Introduces non-linearity into the network. ReLU (f(x)=max(0,x)) is simple, speeds up convergence, and mitigates vanishing gradient.

93. What is the vanishing gradient problem?
In deep networks, gradients can become extremely small in early layers during backpropagation, slowing learning. Solved by ReLU, batch normalization, and skip connections.

94. What is convolutional neural network (CNN)?
Specialized for grid-like data (images). Uses convolutional layers to extract spatial features, pooling to reduce dimensionality, and fully connected layers for classification.

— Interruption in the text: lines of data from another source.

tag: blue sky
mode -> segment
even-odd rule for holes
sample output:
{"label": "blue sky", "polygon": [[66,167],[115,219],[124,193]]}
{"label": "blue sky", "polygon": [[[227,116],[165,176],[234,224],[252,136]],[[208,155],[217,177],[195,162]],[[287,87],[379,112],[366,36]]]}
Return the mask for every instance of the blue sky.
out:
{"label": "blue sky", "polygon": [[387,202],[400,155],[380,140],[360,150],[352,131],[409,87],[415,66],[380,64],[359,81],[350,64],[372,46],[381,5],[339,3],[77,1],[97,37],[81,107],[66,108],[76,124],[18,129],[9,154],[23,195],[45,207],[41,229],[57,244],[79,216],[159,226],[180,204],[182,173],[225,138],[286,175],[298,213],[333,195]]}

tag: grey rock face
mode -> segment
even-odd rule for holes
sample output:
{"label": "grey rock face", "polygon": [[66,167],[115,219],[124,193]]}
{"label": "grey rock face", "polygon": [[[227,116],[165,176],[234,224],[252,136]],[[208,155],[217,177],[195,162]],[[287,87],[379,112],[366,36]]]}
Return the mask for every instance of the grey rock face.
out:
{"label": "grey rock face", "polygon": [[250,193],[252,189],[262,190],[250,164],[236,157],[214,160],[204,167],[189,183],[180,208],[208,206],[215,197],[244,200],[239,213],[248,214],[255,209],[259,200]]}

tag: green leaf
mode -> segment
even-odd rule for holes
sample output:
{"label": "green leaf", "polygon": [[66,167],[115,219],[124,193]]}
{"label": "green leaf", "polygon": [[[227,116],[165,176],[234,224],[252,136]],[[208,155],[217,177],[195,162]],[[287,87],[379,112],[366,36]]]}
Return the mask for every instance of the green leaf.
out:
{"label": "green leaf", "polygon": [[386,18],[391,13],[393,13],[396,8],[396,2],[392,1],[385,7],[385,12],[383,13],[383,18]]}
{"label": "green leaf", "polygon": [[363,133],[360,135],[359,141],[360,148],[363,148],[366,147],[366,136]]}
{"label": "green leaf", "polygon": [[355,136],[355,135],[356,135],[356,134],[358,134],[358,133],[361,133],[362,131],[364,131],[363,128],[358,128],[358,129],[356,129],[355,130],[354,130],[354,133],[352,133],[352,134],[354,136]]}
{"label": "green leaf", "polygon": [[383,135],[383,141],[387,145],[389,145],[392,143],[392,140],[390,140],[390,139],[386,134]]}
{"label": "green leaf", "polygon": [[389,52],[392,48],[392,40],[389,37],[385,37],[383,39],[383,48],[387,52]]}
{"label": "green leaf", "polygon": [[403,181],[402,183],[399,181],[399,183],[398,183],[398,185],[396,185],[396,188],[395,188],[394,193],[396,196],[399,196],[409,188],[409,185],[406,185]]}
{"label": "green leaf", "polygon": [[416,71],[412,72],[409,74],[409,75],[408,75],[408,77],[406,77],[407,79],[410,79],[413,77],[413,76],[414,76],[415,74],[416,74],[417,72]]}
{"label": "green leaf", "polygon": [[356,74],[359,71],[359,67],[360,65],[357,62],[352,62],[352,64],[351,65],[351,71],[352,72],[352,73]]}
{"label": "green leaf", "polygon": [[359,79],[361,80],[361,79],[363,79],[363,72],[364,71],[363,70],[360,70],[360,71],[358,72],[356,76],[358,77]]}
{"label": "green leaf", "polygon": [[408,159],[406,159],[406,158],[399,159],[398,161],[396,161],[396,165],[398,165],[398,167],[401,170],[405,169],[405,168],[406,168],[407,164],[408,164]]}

95. What is recurrent neural network (RNN)?
Designed for sequential data (text, time series). Has hidden state that captures information about previous inputs. Suffers from vanishing gradient; LSTMs and GRUs address this.

96. What is LSTM?
Long Short-Term Memory: a type of RNN with gates (input, forget, output) that control information flow, learning long-term dependencies.

97. What is a generative adversarial network (GAN)?
Two networks, generator and discriminator, competing: generator creates fake data, discriminator tries to distinguish real from fake. Generator improves to create realistic data.

98. What is transfer learning?
Using a pre-trained model (on a large dataset) as a starting point for a related task, fine-tuning on the target data. Common in computer vision (ResNet) and NLP (BERT).

99. What is dropout?
Regularization technique where randomly selected neurons are dropped out (ignored) during training, preventing co-adaptation and reducing overfitting.

100. You have a dataset with highly imbalanced classes and need to detect fraud. Which algorithm would you consider and why?
I’d start with an ensemble method like XGBoost or LightGBM with scale_pos_weight to handle imbalance. For severe imbalance, I’d also try anomaly detection (Isolation Forest, Autoencoders) treating fraud as rare outliers. Evaluation would focus on precision-recall or F1, not accuracy. If interpretability is crucial, I’d use logistic regression with careful threshold tuning.